'Ministerial Exception' in Schools
It seems that Catholic schools and teachers unions are legally incompatible. Although the latest example involves Seattle University ("Religion Versus Unions," The Nation, Sep. 26), it is still most notable in K -12.
In March, a New York federal court held that a former lay principal at a Catholic elementary school could not sue for employment discrimination ("Catholic School Principal's Title VII Suit Dismissed Under 'Ministerial Exception,'" religionclause.blogspot.com, Mar. 31). That's because the U.S. Supreme Court in 1979 ruled that schools run by a church where theology and academic subjects are taught are exempt from the National Labor Relations Act.
I understand why courts are reluctant to get involved in religious matters, but I believe that religious schools are exploiting the doctrine of ministerial exception in order to prevent faculty and staff from unionizing. In my opinion, the issue is more about money than about theology.
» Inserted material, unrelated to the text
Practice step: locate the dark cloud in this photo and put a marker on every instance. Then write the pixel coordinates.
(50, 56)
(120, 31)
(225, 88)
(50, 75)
Consider the case of Fontbonne Academy, a Catholic prep school for girls in Milton, Mass. ("Court to Catholic School: No, You Can't Fire People Because They Are Gay," Dec. 17, 2015, thinkprogress.org). A man who listed his husband as his emergency contact when he was hired as a food services director was fired two days later, when the school claimed ministerial exception. Yet the man had no duties whatsoever as a teacher of religion. The court correctly noted that allowing the school to do so would allow all religious schools to exempt all of their employees from discrimination laws by simply calling them ministers.
With religious schools across the country increasingly staffed by lay teachers, pressure is mounting to allow unionization. I don't think they can recruit and retain faculty if they continue to invoke ministerial exception because charter schools will drain off the best talent. Although charter schools are overwhelmingly non-union, they pay far more than religious schools.